Air travel for pets presents unique challenges compared with ground travel. The expense, risk, and hassle of traveling with your dog or cat is much greater when flying. It is very important to plan carefully, as each airline has its own set of rules regarding health certificates, crates, and what kinds of animals can be transported. Even if you have done your homework, have a back-up plan for your pet in case something unexpected happens the day you fly. Airlines will refuse to carry animals if the weather is too hot or cold, for example. Accidents and barking are not appreciated by fellow passengers in the cabin, and larger pets in the cargo area of the aircraft can be subjected to temperature extremes and turbulence. What’s the most important thing you can do for your furry friend before booking a flight? Seriously consider whether it is absolutely necessary for your pet to fly in the first place.

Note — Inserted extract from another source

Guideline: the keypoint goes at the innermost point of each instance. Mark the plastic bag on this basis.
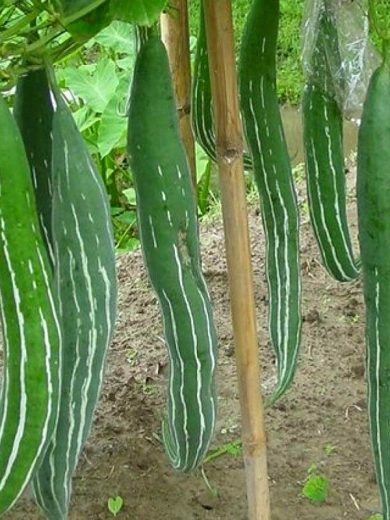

Expect the unexpected. The excitement of traveling affects animals as well as people. Even a well-trained dog might not respond to commands as usual on the road. It only takes moments for a pet to stray too far in an unfamiliar environment and become lost. Make sure your pets have up-to-date contact information on their collars and bring their rabies certificates with you just in case. If you aren’t sure if your pet has a microchip, bring your pet to your veterinarian to find out, before you travel. It is fast and free to wave a scanner over your dog’s back to check for a microchip, and if he doesn’t have one yet, it is easy and relatively inexpensive to have one implanted. No anesthesia or sedation is required. The microchip itself is the size of a grain of rice, but when the unexpected happens, it can save your pet’s life.


Alli Robbins, DVM, enjoys being the family doctor for dogs, cats, and exotic pets at Wellesley Animal Hospital in the far West End. She lives in Bryan Parkway with her husband, Danny, and their furry children.